Active No Longer The Default

September 13, 2017

This article is part of a regular series on thought leadership from some of the more influential ETF strategists in the money management industry. Today's article is by Michael McClary, chief investment officer of Akron, Ohio-based TOPS ETF Portfolios.

For more than 75 years, traditional active management has been the default option for investors. From the 1920s and ’30s, when direct stock and bond selection was the only option, through the Investment Company Act of 1940, investors have defaulted to traditional active management.

Active management has had a strong emotional hold on investors. The idea that investors can pay more money to someone with significant education and experience to provide better returns just makes sense.

One popular American saying is, “you get what you pay for.” In the case of investing, the mantra has been to pay more for more return.

Even though index investments were first mainstreamed in the 1970s and ’80s, the active management head start has been very strong. It has taken four decades for index investments to finally dethrone actively managed funds as the default option for investors. And while the transition is still occurring, the trajectory and direction are not reversing.

I oversee several billion dollars in active management, as well as our $5 billion in ETF assets. Much of the actively managed assets are legacy positions accumulated by investors over the 54-year history of our firm.

I do not dislike active management. On the contrary, I would love for active management to deliver extra return as promulgated. However, I recognize we are likely to have fewer assets in active management 10 years from now than we have today, as active management is no longer the default option for investors.

In this article, I will address issues affecting the transition of assets to index investments.

Reason Leads To Conclusions, Emotion Leads To Action

Donald Calne, a leading neurologist, is credited with saying “The essential difference between emotion and reason is that emotion leads to action, while reason leads to conclusions.”

The logic behind index investing is strong, and I would argue, conclusive. In the following chart, the key results from the most recent S&P Index Versus Active (SPIVA) report are shown.



For a larger view, please click on the image above.

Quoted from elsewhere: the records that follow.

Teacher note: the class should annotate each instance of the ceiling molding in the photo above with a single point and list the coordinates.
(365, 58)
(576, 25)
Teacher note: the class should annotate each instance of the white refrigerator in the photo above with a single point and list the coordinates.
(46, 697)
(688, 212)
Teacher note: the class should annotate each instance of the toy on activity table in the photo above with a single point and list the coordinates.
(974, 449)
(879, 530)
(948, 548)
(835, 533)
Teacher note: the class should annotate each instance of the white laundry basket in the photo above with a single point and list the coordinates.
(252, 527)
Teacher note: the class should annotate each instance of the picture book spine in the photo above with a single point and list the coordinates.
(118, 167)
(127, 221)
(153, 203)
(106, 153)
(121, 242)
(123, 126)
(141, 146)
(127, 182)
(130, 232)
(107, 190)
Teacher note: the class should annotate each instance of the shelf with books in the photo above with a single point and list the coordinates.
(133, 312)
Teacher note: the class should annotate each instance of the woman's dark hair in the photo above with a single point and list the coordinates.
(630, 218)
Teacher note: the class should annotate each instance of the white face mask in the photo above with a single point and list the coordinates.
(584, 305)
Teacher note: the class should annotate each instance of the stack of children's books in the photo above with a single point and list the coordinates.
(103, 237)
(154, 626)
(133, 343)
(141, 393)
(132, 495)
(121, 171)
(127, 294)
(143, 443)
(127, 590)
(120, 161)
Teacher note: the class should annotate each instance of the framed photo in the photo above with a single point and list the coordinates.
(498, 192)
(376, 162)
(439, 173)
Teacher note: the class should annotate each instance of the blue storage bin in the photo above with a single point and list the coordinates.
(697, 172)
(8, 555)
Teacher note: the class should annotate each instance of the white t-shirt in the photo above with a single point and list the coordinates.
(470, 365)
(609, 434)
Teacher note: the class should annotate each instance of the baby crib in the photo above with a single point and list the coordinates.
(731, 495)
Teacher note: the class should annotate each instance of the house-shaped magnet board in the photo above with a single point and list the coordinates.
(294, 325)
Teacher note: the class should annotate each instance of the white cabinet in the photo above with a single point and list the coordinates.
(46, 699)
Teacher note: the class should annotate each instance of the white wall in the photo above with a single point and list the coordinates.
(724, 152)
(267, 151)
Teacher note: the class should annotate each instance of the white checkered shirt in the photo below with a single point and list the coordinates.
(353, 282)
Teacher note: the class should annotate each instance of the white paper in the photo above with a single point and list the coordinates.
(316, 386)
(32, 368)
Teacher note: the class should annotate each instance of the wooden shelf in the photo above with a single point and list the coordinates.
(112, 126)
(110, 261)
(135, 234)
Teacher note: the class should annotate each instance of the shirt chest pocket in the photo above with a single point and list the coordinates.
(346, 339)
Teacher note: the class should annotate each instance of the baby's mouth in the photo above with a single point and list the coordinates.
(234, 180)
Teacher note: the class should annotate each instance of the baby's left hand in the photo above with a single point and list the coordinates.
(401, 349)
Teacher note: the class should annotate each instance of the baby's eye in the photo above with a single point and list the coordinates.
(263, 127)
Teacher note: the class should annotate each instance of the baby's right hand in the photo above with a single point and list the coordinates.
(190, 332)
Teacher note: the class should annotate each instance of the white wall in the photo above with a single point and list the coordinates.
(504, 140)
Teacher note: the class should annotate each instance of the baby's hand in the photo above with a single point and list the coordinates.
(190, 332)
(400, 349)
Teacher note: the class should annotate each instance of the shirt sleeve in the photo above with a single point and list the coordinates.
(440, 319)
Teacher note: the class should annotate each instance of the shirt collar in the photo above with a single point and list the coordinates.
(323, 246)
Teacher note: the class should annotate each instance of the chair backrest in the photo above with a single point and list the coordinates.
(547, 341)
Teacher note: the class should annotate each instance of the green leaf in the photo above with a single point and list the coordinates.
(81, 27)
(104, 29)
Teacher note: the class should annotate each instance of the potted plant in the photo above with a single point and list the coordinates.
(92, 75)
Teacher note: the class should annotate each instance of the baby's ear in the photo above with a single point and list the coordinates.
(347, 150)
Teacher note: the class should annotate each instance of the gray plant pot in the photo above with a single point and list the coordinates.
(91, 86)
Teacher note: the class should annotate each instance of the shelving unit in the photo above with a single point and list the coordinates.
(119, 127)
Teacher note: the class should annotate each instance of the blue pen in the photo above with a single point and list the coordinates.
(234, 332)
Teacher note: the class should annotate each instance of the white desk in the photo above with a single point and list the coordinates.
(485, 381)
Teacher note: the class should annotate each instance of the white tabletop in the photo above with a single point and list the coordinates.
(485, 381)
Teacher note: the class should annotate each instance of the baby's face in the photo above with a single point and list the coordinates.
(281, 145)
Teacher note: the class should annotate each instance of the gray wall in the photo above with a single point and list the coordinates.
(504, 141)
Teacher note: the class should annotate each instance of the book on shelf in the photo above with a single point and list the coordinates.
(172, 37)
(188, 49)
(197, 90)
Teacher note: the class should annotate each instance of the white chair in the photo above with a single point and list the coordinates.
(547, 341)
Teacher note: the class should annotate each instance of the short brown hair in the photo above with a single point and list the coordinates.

Sources: S&P Dow Jones Indices LLC. SPIVA U.S. Scorecard Year-End 2016. The S&P 500 is a capitalization-weighted benchmark that tracks broad-based changes in the U.S. stock market. The S&P MidCap 400® provides investors with a benchmark for midsize companies. The index, which is distinct from the large-cap S&P 500®, measures the performance of midsize companies, reflecting the distinctive risk and return characteristics of this market segment. The S&P SmallCap 600® measures the small-cap segment of the U.S. equity market. The index is designed to track companies that meet specific inclusion criteria to ensure they are liquid and financially viable. The S&P 700 measures the non-U.S. component of the global equity market through an index that is designed to be highly liquid and efficient to replicate. The index covers all regions included in the S&P Global 1200 except for the U.S., which is represented by the S&P 500®. The Barclay’s Long Term Government/Credit Index includes publicly issued U.S. Treasury debt, U.S. government agency debt, taxable debt issued by U.S. states, territories and their political subdivisions, debt issued by U.S. and non-U.S. corporations, non-U.S. government debt and supranational debt. One cannot invest directly in an index. Indices are unmanaged and do not incur fees.,span>


Specifically, the table shows the percentage of actively managed mutual funds that have underperformed their benchmark indexes over varying time periods. Every six months, S&P compares active managers to indexes. These reports can be accessed here as well.

Bringing up the SPIVA report to active managers is a sore subject. After reviewing the information, along with the accompanying S&P Persistency Scorecard, any logical investors would have to conclude indexes may provide a better statistical chance for success.

However, investors need to make the emotional decision to sell their active funds and buy indexes. While logic can contribute to emotion, other emotional factors can overpower logic. Just ask any teenager about the last 10 decisions they have made.

To make the emotional decision harder, some active managers have tried to confuse the logic.

Studies have been released by active managers that effectively show, "If you screen the returns for only Tuesdays in the fall on days when it isn't sunny and close your left eye, active funds outperform."

Sure, there will be some funds that outperform in each year. However, the S&P Persistency Scorecard shows almost no funds consistently outperform over time. Likewise, the deck is stacked heavily against the odds for the average active manager to outperform indexes over time. Further, there is no sure-fire way to decide ahead of time which manager will be above average.